The postpartum period can be tumultuous, whether it’s your first baby or your fourth. Not only have you given birth, but you’ve been birthed as a mother and there is a shift in our physical, mental and emotional self. Hormones fluctuate, we’re exhausted and for many of us, the naked woman getting into the shower looks a little different than she used to!
Again, for many of us, it’s the physical changes of pregnancy and early motherhood that spur us into action. In our bid to lose weight, boost immunity and all the rest of it, we tend to forget our health is multifaceted and there isn’t just one thing that’s going to “fix” us.
What does it take to thrive in motherhood?
Pregnancy can leave us depleted, especially if we entered pregnancy with low nutrient stores e.g., we were already iron deficient or struggling to consume enough zinc or vitamin B12. Focusing on replenishing key nutrients is essential for our day-to-day and to prevent “normal” fatigue, niggles and hormone issues from turning into something worse.

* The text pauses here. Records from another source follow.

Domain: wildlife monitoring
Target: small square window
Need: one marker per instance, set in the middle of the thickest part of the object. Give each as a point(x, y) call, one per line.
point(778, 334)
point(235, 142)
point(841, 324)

Lay the foundation, get the basics right
Eating a wide variety of foods helps us meet our nutrient needs and is good for our gut health. In practice this can look like eating from each of the four food groups which were traditionally simplified as vegetables and fruit; grain foods; milk, milk products and/or alternatives; and meat and/or alternatives.

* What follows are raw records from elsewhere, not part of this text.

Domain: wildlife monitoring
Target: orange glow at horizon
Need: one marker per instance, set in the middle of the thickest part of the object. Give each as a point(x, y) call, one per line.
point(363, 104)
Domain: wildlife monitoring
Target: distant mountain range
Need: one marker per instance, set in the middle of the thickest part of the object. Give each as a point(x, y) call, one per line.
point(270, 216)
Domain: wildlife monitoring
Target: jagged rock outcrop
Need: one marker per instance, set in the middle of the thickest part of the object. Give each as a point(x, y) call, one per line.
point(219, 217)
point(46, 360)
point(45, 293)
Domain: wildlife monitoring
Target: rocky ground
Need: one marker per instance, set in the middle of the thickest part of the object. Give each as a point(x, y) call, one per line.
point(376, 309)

Just because you’re dairy-free, have Coeliac disease or don’t eat animal products doesn’t mean you can’t eat from a variety of food groups.

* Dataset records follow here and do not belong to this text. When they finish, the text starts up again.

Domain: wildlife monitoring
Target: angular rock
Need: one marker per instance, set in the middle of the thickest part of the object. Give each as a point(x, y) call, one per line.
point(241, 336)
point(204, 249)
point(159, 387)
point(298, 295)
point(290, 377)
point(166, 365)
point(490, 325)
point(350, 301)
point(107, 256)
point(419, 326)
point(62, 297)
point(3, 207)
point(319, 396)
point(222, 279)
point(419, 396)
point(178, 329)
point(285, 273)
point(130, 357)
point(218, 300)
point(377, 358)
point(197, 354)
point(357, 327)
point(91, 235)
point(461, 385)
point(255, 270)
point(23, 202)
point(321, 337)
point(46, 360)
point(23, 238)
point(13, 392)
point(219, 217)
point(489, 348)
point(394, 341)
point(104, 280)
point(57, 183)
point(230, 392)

For some of us, regular grain foods might be pasta, rice and porridge whereas others are eating quinoa and pseudo-grains like millet and buckwheat. The main thing is we’re consuming foods that provide fibre, B vitamins and minerals like magnesium and zinc. Milk and dairy products are known for providing calcium, vitamins A and D so dairy-free alternatives will ideally be fortified with these nutrients.
Supplements can help
If you’re breastfeeding, you should continue to take a good quality prenatal multivitamin.
This is tailored to the specific nutrients you need more of when trying to conceive, if you’re pregnant or breastfeeding.
Especially important for breastfeeding mums is iodine, iron, omega-3’s and vitamin D. For vegan mothers, vitamin B12 will need to be supplemented.
Forget the food rules
Did you know, 95% of people who lose weight when dieting will regain that weight within 1-5 years. Diets don’t work!
Remove the goal to lose weight and you might find yourself moving your body in a way you enjoy (walking, Mums & Bubs classes) instead of smashing yourself in a gym class you hate. Lose the pressure to bounce back and you might be more willing to eat a variety of foods, including cheese, chocolate, burgers or any other food usually deemed as “forbidden”, “naughty” or “cheating”.
Remember, you don’t have to love every inch of yourself all the time. You don’t have to love your new “Mom bod” to take care of it and treat it with respect. Move your body because it feels good, eat a variety of foods (including those that make you happy!) and ditch the food rules.